Perquisition à Argenteuil le 25 mars 2016.
Perquisition à Argenteuil le 25 mars 2016. © MaxPPP / Etienne Laurent

L'homme de 34 ans, soupçonné d'avoir préparé une attaque terroriste sur le sol français, a été mis en examen mercredi. Le procureur de la République François Molins a expliqué que Reda Kriket projetait une action imminente.

Sa garde-à-vue avait été exceptionnellement prolongée mercredi. Après six jours d'audition, Reda Kriket a été déféré dans la matinée, puis mis en examen par un juge antiterroriste. Il a été mis en examen pour "participation à une association de malfaiteurs terroriste criminelle, c'est-à-dire en vue de la préparation d'un ou plusieurs crimes d'atteinte aux personnes", "acquisition, détention et cession d'armes de catégories A et B en bande organisée", "fabrication en bande organisée d'engins explosifs ou incendiaires", "détention et transports de substances et produits incendiaires ou explosifs en vue de la préparation d'atteinte aux personnes par substance explosive", "toute infraction en relation avec une entre terroriste".

Reda Kriket projetait une action "imminente"

François Molins a tenu une conférence de presse
François Molins a tenu une conférence de presse © capture d'écran

Lors de son point de presse, mercredi soir, François Molins a exploqué que tout porte à croire que Réda Kriket et ses complices projetaient une action "imminente" et d'une "extrême violence".

À ce stade des investigations, si aucune cible précise projetée n'a pu être identifiée, tout laisse néanmoins à penser que la découverte de cette cache a permis d'éviter la commission d'actions d'une extrême violence.

Lors de la perquisition menée à Argenteuil (Val-d'Oise), les enquêteurs ont découvert des armes et des engins explosifs "pour certains déjà prêts à l'emploi, des téléphones neufs, ainsi que les passeports volés". Il s'agit là d'"un arsenal qui, de par la nature et la quantité des objets découverts, constituait à l'évidence les préparatifs d'une action terroriste imminente", a encore dit le procureur qui a également précisé que l'exploitation du contenu de deux ordinateurs retrouvés sur place a permis par ailleurs de faire apparaître "de la documentation en lien avec des groupes djihadistes ainsi que la fabrication artisanale de produits explosifs".

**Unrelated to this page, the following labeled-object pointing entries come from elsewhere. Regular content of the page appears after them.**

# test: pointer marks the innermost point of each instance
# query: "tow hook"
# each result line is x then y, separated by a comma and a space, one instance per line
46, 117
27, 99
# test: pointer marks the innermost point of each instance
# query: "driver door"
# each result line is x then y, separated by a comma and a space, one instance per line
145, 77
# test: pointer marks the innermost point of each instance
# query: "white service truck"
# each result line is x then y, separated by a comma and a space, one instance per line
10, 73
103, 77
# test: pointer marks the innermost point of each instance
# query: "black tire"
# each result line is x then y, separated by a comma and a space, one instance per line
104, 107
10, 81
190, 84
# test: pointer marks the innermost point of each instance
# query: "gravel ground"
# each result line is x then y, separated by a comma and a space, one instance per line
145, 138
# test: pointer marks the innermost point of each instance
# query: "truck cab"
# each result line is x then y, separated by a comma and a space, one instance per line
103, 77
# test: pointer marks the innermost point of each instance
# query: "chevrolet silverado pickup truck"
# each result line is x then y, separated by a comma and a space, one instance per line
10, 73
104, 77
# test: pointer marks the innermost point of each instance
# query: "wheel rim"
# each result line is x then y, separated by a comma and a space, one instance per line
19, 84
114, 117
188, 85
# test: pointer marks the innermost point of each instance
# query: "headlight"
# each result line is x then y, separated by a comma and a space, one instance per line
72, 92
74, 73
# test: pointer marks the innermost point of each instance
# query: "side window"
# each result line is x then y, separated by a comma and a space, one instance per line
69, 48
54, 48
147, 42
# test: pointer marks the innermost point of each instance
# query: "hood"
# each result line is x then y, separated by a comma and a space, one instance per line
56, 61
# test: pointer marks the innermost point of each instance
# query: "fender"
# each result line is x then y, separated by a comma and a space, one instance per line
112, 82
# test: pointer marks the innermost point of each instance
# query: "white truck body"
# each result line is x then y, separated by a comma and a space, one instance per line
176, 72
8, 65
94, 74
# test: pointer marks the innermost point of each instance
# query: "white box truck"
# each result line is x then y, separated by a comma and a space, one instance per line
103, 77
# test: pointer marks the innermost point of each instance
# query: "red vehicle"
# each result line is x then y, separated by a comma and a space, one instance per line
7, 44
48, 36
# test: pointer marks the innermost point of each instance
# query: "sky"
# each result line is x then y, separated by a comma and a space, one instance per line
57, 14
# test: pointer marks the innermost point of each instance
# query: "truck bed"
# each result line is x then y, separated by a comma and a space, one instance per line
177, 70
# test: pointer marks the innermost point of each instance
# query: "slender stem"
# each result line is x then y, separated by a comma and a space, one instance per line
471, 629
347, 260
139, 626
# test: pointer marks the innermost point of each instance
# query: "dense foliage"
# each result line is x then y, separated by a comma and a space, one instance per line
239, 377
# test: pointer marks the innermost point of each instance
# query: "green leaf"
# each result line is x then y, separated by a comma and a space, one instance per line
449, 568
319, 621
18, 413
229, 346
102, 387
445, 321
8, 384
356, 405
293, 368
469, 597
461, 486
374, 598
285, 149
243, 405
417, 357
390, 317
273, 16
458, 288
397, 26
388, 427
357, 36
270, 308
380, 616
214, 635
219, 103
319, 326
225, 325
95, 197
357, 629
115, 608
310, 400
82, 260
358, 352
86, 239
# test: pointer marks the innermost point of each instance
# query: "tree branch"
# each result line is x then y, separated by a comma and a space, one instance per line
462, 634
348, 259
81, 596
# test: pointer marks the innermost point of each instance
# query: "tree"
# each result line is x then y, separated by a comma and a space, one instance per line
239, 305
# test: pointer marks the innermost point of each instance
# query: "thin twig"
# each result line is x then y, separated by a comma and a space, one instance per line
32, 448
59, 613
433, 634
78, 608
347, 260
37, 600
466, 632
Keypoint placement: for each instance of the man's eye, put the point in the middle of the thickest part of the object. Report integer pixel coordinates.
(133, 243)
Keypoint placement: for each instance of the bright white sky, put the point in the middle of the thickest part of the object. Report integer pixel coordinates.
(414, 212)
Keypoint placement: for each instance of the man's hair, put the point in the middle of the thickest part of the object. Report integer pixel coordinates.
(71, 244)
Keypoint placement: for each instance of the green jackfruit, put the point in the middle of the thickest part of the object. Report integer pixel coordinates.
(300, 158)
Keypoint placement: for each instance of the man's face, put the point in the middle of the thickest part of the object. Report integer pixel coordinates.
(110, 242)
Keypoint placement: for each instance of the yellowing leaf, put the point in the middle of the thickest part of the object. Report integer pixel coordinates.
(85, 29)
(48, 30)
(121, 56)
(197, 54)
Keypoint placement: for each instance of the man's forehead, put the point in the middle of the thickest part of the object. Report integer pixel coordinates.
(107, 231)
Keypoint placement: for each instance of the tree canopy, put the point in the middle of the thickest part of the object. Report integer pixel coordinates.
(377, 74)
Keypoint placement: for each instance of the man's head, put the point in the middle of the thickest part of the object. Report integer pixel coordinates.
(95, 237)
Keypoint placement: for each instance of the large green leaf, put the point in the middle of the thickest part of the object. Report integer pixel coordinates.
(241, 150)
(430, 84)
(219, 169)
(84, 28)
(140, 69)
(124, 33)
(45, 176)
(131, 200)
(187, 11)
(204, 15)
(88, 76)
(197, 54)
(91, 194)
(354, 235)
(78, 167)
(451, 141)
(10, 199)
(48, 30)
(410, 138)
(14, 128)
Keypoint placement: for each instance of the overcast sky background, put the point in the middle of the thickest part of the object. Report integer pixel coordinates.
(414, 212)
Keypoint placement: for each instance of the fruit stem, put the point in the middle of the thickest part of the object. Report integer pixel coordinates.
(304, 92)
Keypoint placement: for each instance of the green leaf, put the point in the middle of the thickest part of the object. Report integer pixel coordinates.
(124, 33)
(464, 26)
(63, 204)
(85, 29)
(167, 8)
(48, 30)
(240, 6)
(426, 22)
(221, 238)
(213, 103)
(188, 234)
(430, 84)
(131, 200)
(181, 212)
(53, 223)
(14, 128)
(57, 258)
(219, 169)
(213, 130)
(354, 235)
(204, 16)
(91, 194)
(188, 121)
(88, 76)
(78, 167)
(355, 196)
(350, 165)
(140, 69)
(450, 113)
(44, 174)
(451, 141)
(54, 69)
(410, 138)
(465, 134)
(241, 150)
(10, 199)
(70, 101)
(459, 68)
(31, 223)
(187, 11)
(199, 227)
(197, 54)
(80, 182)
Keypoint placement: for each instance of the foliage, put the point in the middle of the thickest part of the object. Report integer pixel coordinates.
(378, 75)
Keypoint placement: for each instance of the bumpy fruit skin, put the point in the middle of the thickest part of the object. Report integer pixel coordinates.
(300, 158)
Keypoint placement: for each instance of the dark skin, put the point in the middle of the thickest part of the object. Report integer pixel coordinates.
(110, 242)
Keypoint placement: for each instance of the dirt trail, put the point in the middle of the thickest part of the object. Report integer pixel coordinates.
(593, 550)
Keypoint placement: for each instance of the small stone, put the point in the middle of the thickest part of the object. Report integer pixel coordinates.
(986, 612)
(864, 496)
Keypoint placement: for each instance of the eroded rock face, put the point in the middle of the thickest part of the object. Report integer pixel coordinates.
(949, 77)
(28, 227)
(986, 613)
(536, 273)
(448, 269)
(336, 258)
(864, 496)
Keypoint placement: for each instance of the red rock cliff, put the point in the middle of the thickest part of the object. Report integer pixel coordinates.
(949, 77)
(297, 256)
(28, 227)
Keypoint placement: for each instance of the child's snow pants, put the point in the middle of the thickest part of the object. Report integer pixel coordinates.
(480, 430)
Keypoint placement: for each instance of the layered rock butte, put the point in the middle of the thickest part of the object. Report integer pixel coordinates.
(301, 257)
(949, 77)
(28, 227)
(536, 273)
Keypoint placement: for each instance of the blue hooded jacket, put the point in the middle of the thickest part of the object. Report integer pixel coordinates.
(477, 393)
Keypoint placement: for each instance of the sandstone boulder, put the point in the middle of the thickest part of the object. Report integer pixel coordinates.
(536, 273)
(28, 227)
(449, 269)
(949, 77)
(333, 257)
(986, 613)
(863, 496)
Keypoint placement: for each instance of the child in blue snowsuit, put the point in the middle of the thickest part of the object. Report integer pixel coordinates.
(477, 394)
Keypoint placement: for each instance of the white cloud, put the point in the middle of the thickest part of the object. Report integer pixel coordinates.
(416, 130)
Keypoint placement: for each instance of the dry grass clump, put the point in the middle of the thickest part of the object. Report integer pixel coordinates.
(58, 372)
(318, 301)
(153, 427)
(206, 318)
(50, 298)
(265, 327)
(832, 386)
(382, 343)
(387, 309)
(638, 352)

Placé en détention provisoire

Arrêté le 25 mars à Boulogne-Billancourt, deux jours après les attentats de Bruxelles, Reda Kriket avait déjà été condamné en Belgique dans une affaire de filière djihadiste vers la Syrie - le trentenaire est d'ailleurs soupçonné d'avoir séjourné dans les rangs de l'Etat islamique (EI), sur le territoire syrien. Son interpellation avait aussi permis de découvrir une planque à Argenteuil, truffée d'armes de guerre.